JP: We're in an unprecedented situation in our potential to help the industry reduce cost and innovate, across the stack, whether it's front office, back office or middle tier....We think the physical branch, the virtual branch, is a category that there's a ton of opportunity in, but also the knowledge worker, the risk manager, the business decision maker, is a category that has unprecedented power. The idea is that we're building in social networking features that are common in consumer world, we're building that into the stack....There's this idea of these data silos that very much still exist in banking and how can you turn data into knowledge? Well we've got some amazing things happening in the platform that are going to address that. In core banking, I just talked to Bob Hunt at Tower Group yesterday, and he's got this very interesting idea and I tend to agree with him, that this could be the decade of core banking in North America.

 

BTN: He's pretty safe saying, "the decade" don't you think?

JP: Yeah, but he's been wrong; he said "the decade" like two decades ago. But there's reality in this idea, as the world is changing around us and it all-whether you're into retail banking or investment banking-it comes down a lot to what's happening with the end consumer. We've got this new phenomena, I'm calling it the "new normal consumer." The consumer is changing, they're more well informed, they're better connected than ever, they're more selective, they expect more and customer service is a huge differentiator.

The ability to pull data from different data sources and make sense of it, in the entire stack, whether its search, whether it's collaboration, whether it's business analytics built into the office suite.
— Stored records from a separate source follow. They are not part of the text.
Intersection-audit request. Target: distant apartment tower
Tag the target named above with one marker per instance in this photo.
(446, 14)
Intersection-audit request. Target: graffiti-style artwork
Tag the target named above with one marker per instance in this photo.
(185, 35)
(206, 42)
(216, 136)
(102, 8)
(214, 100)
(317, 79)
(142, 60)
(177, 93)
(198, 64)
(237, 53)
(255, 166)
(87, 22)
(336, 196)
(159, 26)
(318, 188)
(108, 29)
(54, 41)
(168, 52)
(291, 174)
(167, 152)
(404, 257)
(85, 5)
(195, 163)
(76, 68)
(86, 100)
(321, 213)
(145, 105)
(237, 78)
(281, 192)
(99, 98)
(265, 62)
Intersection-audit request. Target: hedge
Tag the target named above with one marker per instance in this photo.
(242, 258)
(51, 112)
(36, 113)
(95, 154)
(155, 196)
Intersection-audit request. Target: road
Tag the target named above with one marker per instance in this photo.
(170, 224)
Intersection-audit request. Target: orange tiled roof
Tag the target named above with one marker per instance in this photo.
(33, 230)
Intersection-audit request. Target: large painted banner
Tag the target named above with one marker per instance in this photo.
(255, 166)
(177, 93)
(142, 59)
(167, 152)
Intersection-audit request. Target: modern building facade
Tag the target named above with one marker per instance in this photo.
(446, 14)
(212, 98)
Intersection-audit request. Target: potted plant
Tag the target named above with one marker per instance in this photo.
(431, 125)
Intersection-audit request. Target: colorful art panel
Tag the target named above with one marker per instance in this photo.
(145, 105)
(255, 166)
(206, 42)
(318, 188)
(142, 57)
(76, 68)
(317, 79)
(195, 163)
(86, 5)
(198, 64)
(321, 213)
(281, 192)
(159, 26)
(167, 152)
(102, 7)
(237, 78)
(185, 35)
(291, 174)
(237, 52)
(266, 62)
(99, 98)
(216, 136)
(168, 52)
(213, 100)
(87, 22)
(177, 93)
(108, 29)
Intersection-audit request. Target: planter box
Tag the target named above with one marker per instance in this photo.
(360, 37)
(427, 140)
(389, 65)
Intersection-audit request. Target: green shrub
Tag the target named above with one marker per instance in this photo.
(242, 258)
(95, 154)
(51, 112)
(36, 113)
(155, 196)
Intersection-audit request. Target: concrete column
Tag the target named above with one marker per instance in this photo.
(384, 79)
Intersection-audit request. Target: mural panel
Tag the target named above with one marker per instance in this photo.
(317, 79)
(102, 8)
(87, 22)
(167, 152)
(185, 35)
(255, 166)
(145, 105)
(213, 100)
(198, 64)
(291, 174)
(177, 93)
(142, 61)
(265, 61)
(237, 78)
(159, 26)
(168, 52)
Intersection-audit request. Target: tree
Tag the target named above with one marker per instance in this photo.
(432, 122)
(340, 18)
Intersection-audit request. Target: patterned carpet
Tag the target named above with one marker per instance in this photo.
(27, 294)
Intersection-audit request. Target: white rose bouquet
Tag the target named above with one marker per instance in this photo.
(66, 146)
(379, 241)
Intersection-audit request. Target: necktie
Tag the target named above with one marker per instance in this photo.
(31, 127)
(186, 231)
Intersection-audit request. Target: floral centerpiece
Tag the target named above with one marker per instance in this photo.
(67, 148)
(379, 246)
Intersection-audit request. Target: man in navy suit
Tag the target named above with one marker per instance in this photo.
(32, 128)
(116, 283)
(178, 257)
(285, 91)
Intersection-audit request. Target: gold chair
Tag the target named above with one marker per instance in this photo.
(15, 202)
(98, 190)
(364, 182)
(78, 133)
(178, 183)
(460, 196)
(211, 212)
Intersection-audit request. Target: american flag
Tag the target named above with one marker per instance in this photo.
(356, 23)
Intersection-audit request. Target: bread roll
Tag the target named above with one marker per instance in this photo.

We're unlocking the value in these different data sets and as we connect in the social networking capabilities it's going to allow banks to better understand their customers and better service those customers.

 

BTN: You have a new "go to market" partnership with Temenos tied to your SQL server, do you think the Swiss vendor is going to get a piece of the North American action that Bob Hunt is predicting?

JP: Well they have work to do, as we do, in core banking in North America. ...But core banking, if you modernize it, is the heart of where the customer transaction is. But you're putting in more than a system, you're putting in a long-term future ability to be agile in the marketplace, going from batch processing to real time. The 'new normal' consumer expects immediacy. We talked about a 360 degree view of the customer for the business of being a bank, well customers expect a 360 degree view of themselves. ...The vision we're putting out in coming weeks talks about the entire industry, not just North America, moving from a transaction-based architecture and business model to a customer centric architecture and business model....We're at the head of that curve right now, but I do believe that's where we're headed as early adopters go to real-time processing and prove out the benefits of that model.

 

GOT THIS?

Microsoft's customer-facing financial services strategy is dubbed "Three screens and a cloud" - connecting home banking, surface technology in the branch, and mobile banking.

$5.5 billion of Microsoft's $62 billion in 2008 revenue cames from financial institutions.